After countless years growing and exhibiting prime specimens of sweet pea at shows, both locally and nationally, Ray Bradbury has again won the first prize at the 24th Annual Sweet Pea show in Wem, Shropshire. After beating growers from all over the British Isles Ray tells Thomas Castle some of the secrets behind his success.

Ray Bradbury

“The Royal Horticultural Society recently conducted a study into women’s favourite flowers, because of the colour and their perfume sweet peas came second only to roses in the poll.  It is a beautiful plant and I have always been keen on producing some excellent specimens of the plant.”

During a rare day of summer weather Ray literally led me up the garden path to the sacred area designated for the growing of his beloved sweet peas.

“The one thing you must do is treat them as though they are family. You must care for them like they are children, talk to them, sing to them and give them plenty of food” says the green fingered Ray, standing proudly amidst the stems with pruning tools in hand.

After exhibiting in many local shows the target has always been to achieve national success. “I have exhibited at the Wilmslow Show, Poynton, Prestbury and I go further afield toWakefieldfor example, but winning the national’s and beating people from all over the country is what it is all about. I like to support local shows and I believe it is important to be involved in them for the good of the community and in order to practice my skills before going on to the national shows.”

“I always try and exhibit at the Prestbury show and I will be entering this year in September. I have won there before. I love doing it. Sweet peas are my favourite flowers and I am keen to show what I have accomplished throughout the year. It is not just down to the growing, it is how you ‘stage’ the flowers before the judging begins. I arrived at 4:00 am for this year’s show in Wem, just in to arrange my vases before the judging began.”

Ray tells me timing is everything with sweet peas, from understanding the correct time of the year to plant; to knowing exactly when to prune and when to remove buds, as well as choosing exactly which ones will make it to his spot at the show.

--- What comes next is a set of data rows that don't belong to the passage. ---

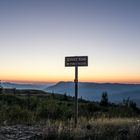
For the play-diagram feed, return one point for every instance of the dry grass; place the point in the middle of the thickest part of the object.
(96, 129)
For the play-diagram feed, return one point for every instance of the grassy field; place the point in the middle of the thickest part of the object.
(94, 129)
(54, 114)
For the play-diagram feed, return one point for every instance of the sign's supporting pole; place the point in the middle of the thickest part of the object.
(76, 95)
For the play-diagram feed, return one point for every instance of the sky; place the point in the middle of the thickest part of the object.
(36, 35)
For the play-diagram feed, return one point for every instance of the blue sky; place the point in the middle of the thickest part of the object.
(36, 35)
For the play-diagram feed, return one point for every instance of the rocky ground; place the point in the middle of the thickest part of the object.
(20, 132)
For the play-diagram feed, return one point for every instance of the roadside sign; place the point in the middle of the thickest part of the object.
(76, 61)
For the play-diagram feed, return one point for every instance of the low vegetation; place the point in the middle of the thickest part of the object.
(97, 120)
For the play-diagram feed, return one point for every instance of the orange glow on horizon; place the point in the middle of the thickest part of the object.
(55, 80)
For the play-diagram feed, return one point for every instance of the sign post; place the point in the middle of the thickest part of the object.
(76, 61)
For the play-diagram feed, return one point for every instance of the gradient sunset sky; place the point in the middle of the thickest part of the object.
(36, 35)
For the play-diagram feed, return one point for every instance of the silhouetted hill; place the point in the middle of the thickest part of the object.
(92, 91)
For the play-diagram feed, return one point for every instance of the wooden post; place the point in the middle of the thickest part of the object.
(76, 95)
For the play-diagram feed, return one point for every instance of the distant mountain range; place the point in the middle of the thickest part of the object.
(24, 86)
(90, 91)
(93, 91)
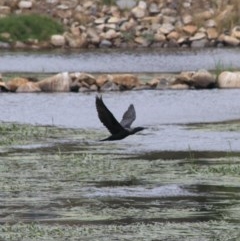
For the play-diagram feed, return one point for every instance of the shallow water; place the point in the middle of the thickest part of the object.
(176, 180)
(112, 60)
(163, 113)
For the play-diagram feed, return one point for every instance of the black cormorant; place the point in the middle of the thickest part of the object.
(118, 130)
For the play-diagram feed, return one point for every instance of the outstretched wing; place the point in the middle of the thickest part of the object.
(128, 117)
(107, 118)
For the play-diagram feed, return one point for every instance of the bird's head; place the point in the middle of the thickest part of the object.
(137, 129)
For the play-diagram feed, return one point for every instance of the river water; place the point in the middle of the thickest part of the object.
(174, 179)
(109, 60)
(163, 113)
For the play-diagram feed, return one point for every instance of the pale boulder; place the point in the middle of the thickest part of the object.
(190, 29)
(57, 40)
(229, 79)
(236, 32)
(200, 80)
(3, 87)
(15, 83)
(230, 40)
(79, 80)
(28, 87)
(56, 83)
(102, 79)
(203, 79)
(75, 41)
(25, 4)
(127, 81)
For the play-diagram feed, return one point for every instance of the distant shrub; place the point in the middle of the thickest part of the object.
(24, 27)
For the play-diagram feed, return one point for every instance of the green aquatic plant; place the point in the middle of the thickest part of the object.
(26, 27)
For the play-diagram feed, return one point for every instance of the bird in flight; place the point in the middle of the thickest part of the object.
(118, 130)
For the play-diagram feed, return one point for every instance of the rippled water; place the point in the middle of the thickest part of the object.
(162, 112)
(110, 60)
(176, 180)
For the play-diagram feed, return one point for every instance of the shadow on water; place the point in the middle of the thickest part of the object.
(176, 179)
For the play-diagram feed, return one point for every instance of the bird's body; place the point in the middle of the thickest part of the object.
(118, 130)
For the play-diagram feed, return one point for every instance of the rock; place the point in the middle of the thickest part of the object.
(5, 10)
(200, 80)
(111, 34)
(199, 43)
(190, 29)
(230, 40)
(126, 4)
(173, 35)
(159, 37)
(187, 19)
(25, 4)
(83, 77)
(105, 44)
(203, 79)
(3, 87)
(13, 84)
(127, 81)
(236, 32)
(153, 83)
(212, 33)
(179, 87)
(166, 28)
(198, 36)
(229, 79)
(210, 23)
(57, 83)
(153, 9)
(79, 80)
(57, 40)
(110, 86)
(102, 79)
(142, 41)
(93, 35)
(4, 45)
(75, 41)
(140, 10)
(28, 87)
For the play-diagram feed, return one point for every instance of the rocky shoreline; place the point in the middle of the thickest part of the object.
(85, 82)
(131, 23)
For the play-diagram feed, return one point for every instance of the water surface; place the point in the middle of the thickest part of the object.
(123, 61)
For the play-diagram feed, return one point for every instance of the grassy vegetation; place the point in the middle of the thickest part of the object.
(108, 2)
(67, 188)
(25, 27)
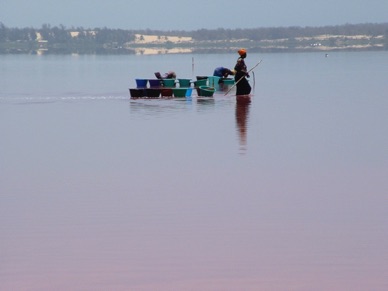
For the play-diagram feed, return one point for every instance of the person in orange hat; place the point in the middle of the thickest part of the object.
(242, 84)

“I plant around 150 each year. I buy the seeds around October to start the process. Then they go in pots until March time, and when they are approximately three inches I cut them and plant them in rows. I probably lose around 15 plants every year, usually because of the frost but sometimes they just don’t grow because the seed may not be good. They need constant attention, you have to treat them as though they are children, they must be nurtured throughout the growth. They are something very special”.

Every minute detail is taken into account before Ray selects the twelve vases of five stems which he intends to ‘stage’.  Class 47 this year was the ‘Three Vase Distinction’ which was open only to growers of 100 plants of fewer. Before selecting the best of his sweet peas Ray must assess them as though he were judging them, by checking the quality of the bloom which may be tainted if the flower is too young.

“This is where experience comes in. After growing sweet peas for so many years I know a full flower and when it can be picked. By examining the colour I know when the time is right. I check to ensure the keel has not split where the petals form; the fullness of the bloom, and that the colour is true to type. I exhibited three different colours at Wem; ‘Charlie’s Angel’, ‘Gwendolyn’ and ‘White Frills’, all three must be perfect specimens of their type”.

Entrants have to be ready after ‘staging’ their plants for 7:30 am when the judges arrive.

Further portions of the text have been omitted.